Interestingly, we also observed that the scores of the best solutions from the four different initial alignments rarely converged to the same (or even similar) scoring alignments, suggesting that the players’ solution remained in the vicinity of the initial MSA. Indeed, even if two different scoring functions agree on the global features of the “best” MSAs, it is very unlikely that they will have the same global optima for all MSAs. Therefore, the performance of the system seems to be significantly influenced by the choice of the initial configuration, thus by the alignment program chosen by the submitter. Nonetheless, our results also suggest that Phylo is able to improve alignments for the most popular objective functions.
Open-Phylo is the first open-science platform that enables any scientist in the world to benefit from crowdsourcing and human-computing technologies to help in solving one of the most fundamental and widely used problems in bioinformatics. We believe that Open-Phylo is a pioneer for the next generation of crowdsourcing frameworks in biology: human-computing tools will be run by the people for the people.
Materials and methods
Selection of casual puzzles
Pan a reading frame of ten to twenty nucleotides across the sequences.
Calculate the number of nucleotides (without gaps) for each species. Then, compute the average and standard deviation.
Calculate the number of pairwise matches between nucleotides in columns (ignoring the tree structure). From this number, derive the ratio of matches vs all possible pairwise comparisons within columns.
The level is accepted if the standard deviation in Step 2 is greater than 1, and the level match ratio/fraction in Step 3 is between 0.32 and 0.38.
If accepted, the reading frame jumps past the current nucleotides (to prevent an overlap). Otherwise, it shifts by one position to the right.
In addition, users can also create their own levels through the Open-Phylo web interface. To do so, a user selects a region (using the shift key) of the MSA with a size of between ten and twenty columns. All non-empty rows (that is with at least one nucleotide) are included in the new level.
Advanced player (expert) version
We developed a version of Phylo for advanced players . This interface is accessible to any registered user of the classic/casual version who has completed at least 20 puzzles (that is, they have reached the final stage of the game).
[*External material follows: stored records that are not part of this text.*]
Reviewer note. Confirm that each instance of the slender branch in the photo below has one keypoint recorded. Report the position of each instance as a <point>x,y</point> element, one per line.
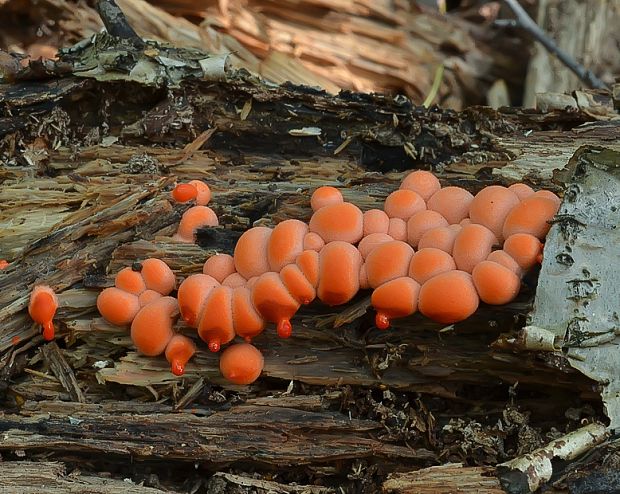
<point>525,22</point>
<point>115,21</point>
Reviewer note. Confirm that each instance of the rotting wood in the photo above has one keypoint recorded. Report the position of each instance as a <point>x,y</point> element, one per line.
<point>252,186</point>
<point>335,46</point>
<point>226,483</point>
<point>444,479</point>
<point>530,472</point>
<point>47,477</point>
<point>62,370</point>
<point>263,435</point>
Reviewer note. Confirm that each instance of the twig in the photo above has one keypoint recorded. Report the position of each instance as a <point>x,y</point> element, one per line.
<point>115,21</point>
<point>525,22</point>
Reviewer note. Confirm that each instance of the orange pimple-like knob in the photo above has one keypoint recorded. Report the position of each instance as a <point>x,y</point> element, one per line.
<point>472,245</point>
<point>151,329</point>
<point>371,242</point>
<point>216,325</point>
<point>117,306</point>
<point>491,206</point>
<point>375,221</point>
<point>394,299</point>
<point>297,284</point>
<point>203,195</point>
<point>422,182</point>
<point>178,352</point>
<point>273,301</point>
<point>129,280</point>
<point>192,295</point>
<point>325,196</point>
<point>364,285</point>
<point>387,262</point>
<point>158,276</point>
<point>506,260</point>
<point>147,296</point>
<point>343,222</point>
<point>420,223</point>
<point>403,203</point>
<point>496,284</point>
<point>521,190</point>
<point>398,229</point>
<point>452,203</point>
<point>449,297</point>
<point>42,308</point>
<point>234,280</point>
<point>194,218</point>
<point>429,262</point>
<point>524,248</point>
<point>308,262</point>
<point>247,322</point>
<point>340,264</point>
<point>184,193</point>
<point>251,252</point>
<point>313,241</point>
<point>440,238</point>
<point>219,266</point>
<point>241,363</point>
<point>284,328</point>
<point>531,216</point>
<point>285,243</point>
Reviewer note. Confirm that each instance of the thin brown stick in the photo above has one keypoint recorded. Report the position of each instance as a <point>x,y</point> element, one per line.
<point>525,22</point>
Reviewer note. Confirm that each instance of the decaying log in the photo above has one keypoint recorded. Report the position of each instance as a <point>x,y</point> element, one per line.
<point>444,479</point>
<point>259,434</point>
<point>90,158</point>
<point>40,477</point>
<point>226,483</point>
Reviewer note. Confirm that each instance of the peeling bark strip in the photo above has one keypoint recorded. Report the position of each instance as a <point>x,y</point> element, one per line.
<point>116,23</point>
<point>577,302</point>
<point>528,473</point>
<point>50,477</point>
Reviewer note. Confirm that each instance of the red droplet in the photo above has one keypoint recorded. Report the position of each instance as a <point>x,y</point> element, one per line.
<point>48,331</point>
<point>382,321</point>
<point>284,328</point>
<point>188,316</point>
<point>178,369</point>
<point>184,193</point>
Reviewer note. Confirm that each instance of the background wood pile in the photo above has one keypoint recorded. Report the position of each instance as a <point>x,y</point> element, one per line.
<point>85,173</point>
<point>382,46</point>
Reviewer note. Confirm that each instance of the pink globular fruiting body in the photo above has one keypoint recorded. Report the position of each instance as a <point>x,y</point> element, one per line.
<point>439,251</point>
<point>42,308</point>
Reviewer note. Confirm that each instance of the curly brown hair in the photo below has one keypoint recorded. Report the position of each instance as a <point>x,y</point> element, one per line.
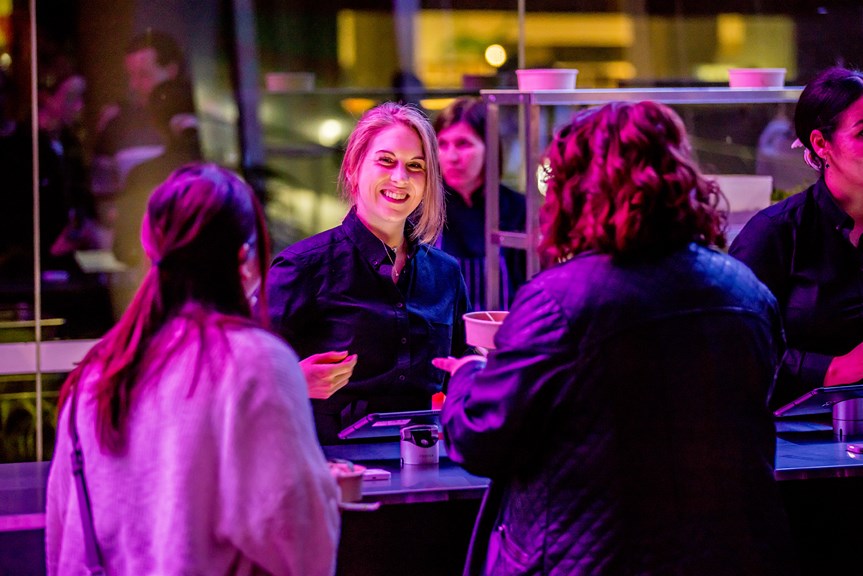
<point>621,180</point>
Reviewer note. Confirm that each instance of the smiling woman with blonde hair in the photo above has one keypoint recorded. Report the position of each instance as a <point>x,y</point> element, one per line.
<point>368,304</point>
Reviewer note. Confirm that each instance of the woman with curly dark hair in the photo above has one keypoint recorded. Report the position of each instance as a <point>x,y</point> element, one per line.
<point>806,249</point>
<point>622,416</point>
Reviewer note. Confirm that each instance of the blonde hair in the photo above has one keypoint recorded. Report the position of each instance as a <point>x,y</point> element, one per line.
<point>428,218</point>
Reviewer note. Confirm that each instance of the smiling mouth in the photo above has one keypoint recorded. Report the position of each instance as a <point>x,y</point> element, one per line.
<point>394,196</point>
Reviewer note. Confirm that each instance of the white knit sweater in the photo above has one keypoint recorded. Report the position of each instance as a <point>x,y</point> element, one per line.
<point>225,478</point>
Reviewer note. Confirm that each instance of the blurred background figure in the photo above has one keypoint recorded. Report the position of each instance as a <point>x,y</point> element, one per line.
<point>66,209</point>
<point>170,397</point>
<point>625,404</point>
<point>172,109</point>
<point>127,133</point>
<point>461,136</point>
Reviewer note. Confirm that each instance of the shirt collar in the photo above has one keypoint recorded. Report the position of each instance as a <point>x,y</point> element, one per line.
<point>369,245</point>
<point>836,217</point>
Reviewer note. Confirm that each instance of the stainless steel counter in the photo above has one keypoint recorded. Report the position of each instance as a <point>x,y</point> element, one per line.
<point>804,450</point>
<point>409,484</point>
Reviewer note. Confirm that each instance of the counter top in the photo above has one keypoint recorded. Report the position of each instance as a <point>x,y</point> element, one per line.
<point>409,484</point>
<point>804,450</point>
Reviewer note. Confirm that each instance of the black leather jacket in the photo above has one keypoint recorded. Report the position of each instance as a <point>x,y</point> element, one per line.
<point>623,421</point>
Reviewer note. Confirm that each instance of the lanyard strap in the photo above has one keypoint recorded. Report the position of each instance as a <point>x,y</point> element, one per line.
<point>92,558</point>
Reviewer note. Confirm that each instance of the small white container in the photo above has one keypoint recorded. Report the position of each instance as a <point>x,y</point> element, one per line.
<point>546,79</point>
<point>419,444</point>
<point>480,327</point>
<point>349,477</point>
<point>756,77</point>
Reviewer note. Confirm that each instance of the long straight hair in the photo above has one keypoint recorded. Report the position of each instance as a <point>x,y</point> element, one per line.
<point>196,223</point>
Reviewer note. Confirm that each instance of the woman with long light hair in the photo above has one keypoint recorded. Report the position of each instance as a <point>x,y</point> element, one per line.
<point>194,424</point>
It features several major upgrades:
The game can display sequences with up to 300 nucleotides on a grid with 400 columns. As in the classic/casual version, the game can display 12 sequences instead of the 8 in the 2010 version of the casual game Phylo.
By default, all sequences are displayed initially in their original configuration. Therefore the user does not have to go through all stages and can work on improving the initial MSA immediately.
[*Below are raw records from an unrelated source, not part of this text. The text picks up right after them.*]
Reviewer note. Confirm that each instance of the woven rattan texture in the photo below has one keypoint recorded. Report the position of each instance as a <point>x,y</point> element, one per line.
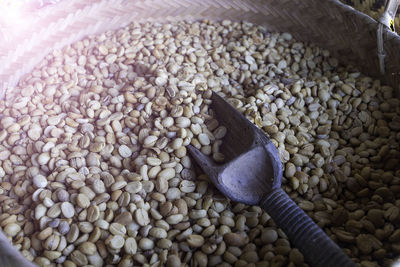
<point>349,34</point>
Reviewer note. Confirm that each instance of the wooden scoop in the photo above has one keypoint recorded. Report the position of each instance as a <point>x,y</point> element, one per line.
<point>252,175</point>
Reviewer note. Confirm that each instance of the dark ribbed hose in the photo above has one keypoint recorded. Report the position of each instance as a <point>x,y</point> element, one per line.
<point>318,249</point>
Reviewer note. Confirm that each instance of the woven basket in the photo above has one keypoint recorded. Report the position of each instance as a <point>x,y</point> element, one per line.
<point>350,35</point>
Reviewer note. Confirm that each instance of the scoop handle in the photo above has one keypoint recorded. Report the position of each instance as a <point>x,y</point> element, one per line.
<point>318,249</point>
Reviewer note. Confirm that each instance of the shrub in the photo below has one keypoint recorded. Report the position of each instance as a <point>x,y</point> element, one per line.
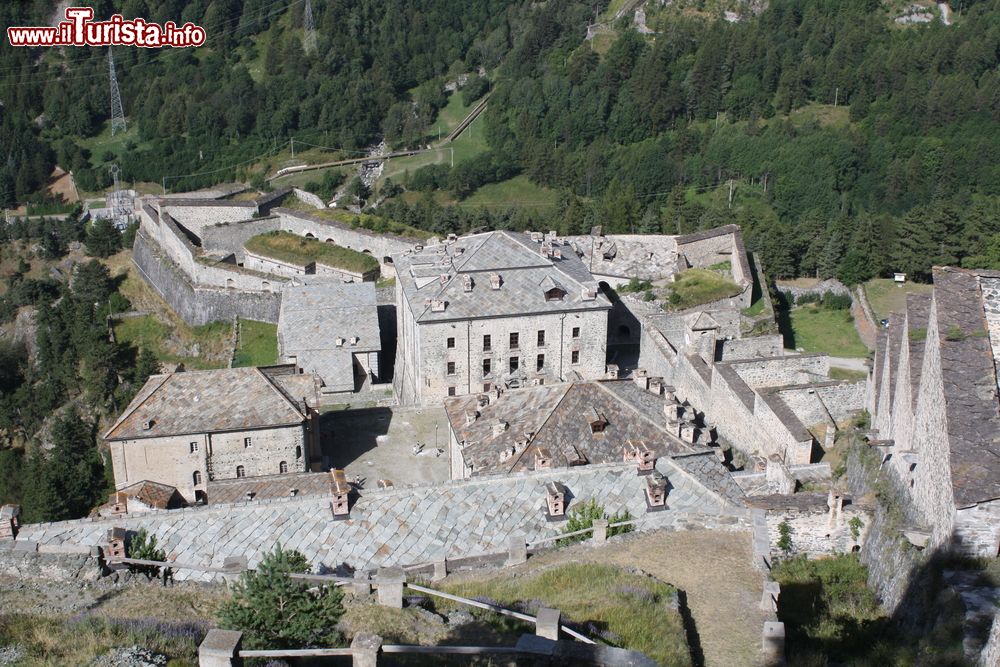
<point>583,516</point>
<point>276,611</point>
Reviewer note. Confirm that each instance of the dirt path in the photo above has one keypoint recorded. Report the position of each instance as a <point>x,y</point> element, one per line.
<point>712,568</point>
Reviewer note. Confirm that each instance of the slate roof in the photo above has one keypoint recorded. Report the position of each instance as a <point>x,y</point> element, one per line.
<point>970,386</point>
<point>313,317</point>
<point>401,526</point>
<point>205,402</point>
<point>268,487</point>
<point>555,415</point>
<point>526,275</point>
<point>154,494</point>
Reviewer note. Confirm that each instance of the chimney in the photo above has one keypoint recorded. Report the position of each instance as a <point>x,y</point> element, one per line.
<point>543,459</point>
<point>340,492</point>
<point>555,501</point>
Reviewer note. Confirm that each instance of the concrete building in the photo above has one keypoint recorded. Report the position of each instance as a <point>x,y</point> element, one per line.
<point>933,399</point>
<point>186,429</point>
<point>499,309</point>
<point>332,330</point>
<point>560,425</point>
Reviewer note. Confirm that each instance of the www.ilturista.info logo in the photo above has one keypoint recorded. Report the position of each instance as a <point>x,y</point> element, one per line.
<point>80,30</point>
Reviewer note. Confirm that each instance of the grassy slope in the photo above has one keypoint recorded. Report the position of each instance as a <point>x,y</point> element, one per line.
<point>634,609</point>
<point>886,297</point>
<point>814,329</point>
<point>289,247</point>
<point>258,344</point>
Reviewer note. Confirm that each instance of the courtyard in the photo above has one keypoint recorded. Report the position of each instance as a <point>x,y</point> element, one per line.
<point>377,443</point>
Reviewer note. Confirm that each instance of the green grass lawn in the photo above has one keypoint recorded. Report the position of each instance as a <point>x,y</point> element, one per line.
<point>169,343</point>
<point>632,610</point>
<point>815,329</point>
<point>516,192</point>
<point>886,296</point>
<point>288,247</point>
<point>697,286</point>
<point>258,344</point>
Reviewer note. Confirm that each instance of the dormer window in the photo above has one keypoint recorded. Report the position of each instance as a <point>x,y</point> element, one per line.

Users can also choose to start from the best solution from those submitted by the other advanced players. This enables players to work collaboratively to improve difficult MSAs.
Users can modify the ancestor sequences reconstructed with our variant of the Fitch algorithm . This allows advanced players to improve the score of an MSA if the ancestor calculated by our algorithm is sub-optimal (see section 'Video game scoring scheme’).
Several levels of zoom of the MSA board are available, to give a global or local view of the game.
A user can save their current configuration at any time and revert to it on demand (and not only the best one as in the classic version).
A user can also submit their solution to our system at any time and still continue to play the same puzzle.
The advanced player (expert) version of Phylo is restricted to registered players who have completed at least 20 puzzles, and thus gained experience, with the classic version. As in most crowdsourcing applications, the number of advanced players is one to several orders of magnitude lower than the basic version. The reasons are that some players only play a few games before leaving, other players never register and finally some players prefer to play casual games rather than working on more sophisticated problems.
We evaluated Open-Phylo on MSAs of promoters regions of tumor suppressor genes: the P53 tumor suppressor protein, breast cancer type 1 susceptibility protein (BRCA1) and retinoblastoma protein (RB1). The sequences and initial Multiz alignments were downloaded from the UCSC Genome Browser .
These initial alignments were divided into smaller MSAs of 300 columns. Each of these MSAs was realigned with one of the four alignments programs used in this study (Multiz , MUSCLE , PRANK  or T-Coffee ) using the default alignment settings. The latter were the initial MSAs uploaded to the Open-Phylo web-user interface. All data (initial MSAs together with the MSAs improved with Open-Phylo) are available at .
Video game scoring scheme
The casual and expert versions of the video game Phylo use the same scoring scheme. This is a simplified version of more realistic objective functions used to estimate the quality of an MSA. In our case, the scoring scheme for a given puzzle alignment must be evolutionarily realistic while being intuitive and fast to compute (as it is recomputed in real time every time the player modifies the alignment).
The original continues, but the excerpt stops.